Açıklamadan önce kısa bir konuşma yapan HDP Şirnex İl Eşkaşkanı Abdullah Güngen, Cizîr ablukasını unutmayacaklarını belirterek, bugün de ilçe örgütlerinin polis ablukasını alındığı ve bu ablukayı kabul etmeyeceklerini söyledi.
“14 Aralık Cizre ablukasını unutmayacağız” yazılı siyah pankart arkasından yapılan açıklama metnini MEBYA-DER Şırnex Şube Eşbaşkanı Serhat Küçük okudu.
‘300’e Yakın Kişi Yaşamını Yitirdi’
Küçük, Ciziîr bodrumlarında yaşanan katliamlara dikkat çekerek, “2015 ve 2016 yıllarında ‘sokağa çıkma yasağı’ adı altında uygulamaya konulan kent ablukaları, bu topraklarda en büyük hukuksuzluklar, insan hakları ihlalleri ve vahşet tabloların olarak insanlık tarihine geçmiştir. 16 Ağustos 2015 tarihinde Kürdistan kentlerinde başlayan kent ablukaları,14 Aralık 2015 tarihinde Cizre'nin ablukaya alınmasıyla yeni bir boyut kazanmıştır.
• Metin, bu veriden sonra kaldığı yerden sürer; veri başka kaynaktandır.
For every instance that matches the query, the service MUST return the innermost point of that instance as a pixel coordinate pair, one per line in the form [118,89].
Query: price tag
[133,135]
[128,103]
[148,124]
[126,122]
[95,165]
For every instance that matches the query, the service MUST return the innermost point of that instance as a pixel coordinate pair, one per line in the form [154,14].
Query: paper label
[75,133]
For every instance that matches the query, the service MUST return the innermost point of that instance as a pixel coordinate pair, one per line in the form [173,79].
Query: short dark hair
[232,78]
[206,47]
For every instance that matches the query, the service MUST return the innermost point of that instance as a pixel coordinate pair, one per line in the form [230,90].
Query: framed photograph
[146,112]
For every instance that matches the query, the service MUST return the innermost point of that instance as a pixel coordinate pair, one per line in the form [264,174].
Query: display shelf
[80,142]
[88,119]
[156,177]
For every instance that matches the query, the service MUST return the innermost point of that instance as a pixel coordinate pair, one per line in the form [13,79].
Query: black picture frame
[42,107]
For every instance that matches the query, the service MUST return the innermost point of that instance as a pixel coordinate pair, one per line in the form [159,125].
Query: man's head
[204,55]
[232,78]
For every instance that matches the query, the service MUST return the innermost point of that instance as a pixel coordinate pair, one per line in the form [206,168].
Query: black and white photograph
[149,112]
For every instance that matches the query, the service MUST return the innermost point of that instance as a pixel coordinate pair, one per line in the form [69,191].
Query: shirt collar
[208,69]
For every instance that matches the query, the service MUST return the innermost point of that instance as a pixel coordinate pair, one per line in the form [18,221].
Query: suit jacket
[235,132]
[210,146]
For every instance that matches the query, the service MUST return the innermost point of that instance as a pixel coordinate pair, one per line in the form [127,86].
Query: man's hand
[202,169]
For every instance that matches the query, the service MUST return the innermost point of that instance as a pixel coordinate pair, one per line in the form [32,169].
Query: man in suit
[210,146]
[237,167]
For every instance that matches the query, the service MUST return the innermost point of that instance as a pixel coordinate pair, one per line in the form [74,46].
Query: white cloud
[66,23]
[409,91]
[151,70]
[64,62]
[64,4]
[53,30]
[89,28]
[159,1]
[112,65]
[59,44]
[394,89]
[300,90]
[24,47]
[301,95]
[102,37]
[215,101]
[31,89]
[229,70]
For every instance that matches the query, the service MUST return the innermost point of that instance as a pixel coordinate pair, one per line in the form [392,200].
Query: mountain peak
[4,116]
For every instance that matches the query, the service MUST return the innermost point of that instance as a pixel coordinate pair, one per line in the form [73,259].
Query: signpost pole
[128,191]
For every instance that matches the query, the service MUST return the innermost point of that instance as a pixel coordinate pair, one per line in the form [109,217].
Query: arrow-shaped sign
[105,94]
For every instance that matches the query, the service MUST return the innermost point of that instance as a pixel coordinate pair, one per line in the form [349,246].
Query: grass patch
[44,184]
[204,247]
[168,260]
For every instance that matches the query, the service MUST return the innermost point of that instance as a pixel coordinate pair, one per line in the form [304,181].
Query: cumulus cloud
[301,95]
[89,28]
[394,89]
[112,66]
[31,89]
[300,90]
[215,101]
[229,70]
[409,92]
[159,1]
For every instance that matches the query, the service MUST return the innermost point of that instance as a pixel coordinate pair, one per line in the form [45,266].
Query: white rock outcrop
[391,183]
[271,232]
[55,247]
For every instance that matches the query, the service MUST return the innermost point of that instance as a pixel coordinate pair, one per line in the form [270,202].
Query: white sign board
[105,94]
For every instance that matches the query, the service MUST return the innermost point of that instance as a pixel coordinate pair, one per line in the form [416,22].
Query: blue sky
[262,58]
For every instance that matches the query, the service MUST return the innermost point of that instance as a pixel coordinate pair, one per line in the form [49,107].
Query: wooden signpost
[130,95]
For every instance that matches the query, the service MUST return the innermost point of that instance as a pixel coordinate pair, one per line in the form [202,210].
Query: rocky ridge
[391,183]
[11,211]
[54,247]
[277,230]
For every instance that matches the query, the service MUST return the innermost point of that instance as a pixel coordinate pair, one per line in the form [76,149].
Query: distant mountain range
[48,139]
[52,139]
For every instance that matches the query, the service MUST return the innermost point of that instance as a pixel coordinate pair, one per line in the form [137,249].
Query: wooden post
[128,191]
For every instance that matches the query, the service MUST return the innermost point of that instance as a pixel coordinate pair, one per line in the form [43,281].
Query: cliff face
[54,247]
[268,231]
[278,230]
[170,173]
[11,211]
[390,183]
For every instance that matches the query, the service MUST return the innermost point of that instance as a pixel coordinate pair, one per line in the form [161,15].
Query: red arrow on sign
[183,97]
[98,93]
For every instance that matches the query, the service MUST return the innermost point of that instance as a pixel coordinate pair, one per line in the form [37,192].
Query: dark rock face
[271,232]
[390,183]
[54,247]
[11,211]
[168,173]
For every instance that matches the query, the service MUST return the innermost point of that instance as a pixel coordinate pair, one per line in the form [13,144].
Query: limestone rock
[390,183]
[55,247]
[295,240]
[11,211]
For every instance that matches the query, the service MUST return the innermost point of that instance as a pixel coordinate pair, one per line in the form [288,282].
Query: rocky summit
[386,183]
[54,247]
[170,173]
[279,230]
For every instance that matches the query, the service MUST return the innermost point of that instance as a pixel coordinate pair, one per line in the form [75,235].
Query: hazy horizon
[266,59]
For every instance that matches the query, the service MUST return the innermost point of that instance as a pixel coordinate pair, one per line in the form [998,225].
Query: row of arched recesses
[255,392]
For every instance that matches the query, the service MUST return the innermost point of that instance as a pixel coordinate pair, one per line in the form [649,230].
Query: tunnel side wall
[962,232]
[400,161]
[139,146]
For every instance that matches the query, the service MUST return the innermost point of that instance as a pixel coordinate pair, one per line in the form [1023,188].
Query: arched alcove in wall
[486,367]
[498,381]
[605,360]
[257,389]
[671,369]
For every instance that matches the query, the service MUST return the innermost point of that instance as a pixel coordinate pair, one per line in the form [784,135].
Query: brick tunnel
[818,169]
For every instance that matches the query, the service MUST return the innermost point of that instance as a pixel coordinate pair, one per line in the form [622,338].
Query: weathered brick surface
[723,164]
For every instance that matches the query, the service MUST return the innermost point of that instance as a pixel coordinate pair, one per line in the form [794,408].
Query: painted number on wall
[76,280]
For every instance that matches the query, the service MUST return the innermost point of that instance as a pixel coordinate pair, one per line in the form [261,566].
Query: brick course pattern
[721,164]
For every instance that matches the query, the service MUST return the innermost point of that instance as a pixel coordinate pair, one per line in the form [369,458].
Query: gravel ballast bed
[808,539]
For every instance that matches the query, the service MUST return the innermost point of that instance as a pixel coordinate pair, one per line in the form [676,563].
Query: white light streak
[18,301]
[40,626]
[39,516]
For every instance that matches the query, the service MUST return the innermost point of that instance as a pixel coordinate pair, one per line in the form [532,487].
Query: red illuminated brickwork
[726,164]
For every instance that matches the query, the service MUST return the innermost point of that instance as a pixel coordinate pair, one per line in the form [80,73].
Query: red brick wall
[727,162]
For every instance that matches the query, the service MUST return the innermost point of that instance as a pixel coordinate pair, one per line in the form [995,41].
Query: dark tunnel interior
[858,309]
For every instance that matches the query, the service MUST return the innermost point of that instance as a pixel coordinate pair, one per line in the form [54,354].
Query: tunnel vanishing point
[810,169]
Bu saldırgan ve faşizan uygulamalar ablukaya alınan kentlerimizde büyük bir yıkım, insani kriz ve vahşet tablolarını beraberinde getirmiştir. Bu ablukalar döneminde her açıdan en fazla hasar gören kentlerin başında Cizre kenti gelmektedir. Cizre'de 3 ay süren ablukada yaşlı, genç, kadın ve çocukların da aralarında olduğu 300 yakın kişi yaşamını yitirmiş, yüzlerce insan yaralanmıştır. Binlerce ev hasar görmüş ve on binlerce insan göç etmek zorunda kalmıştır” dedi.
‘Ailelerin Acılarına Yeni Acılar Eklendi’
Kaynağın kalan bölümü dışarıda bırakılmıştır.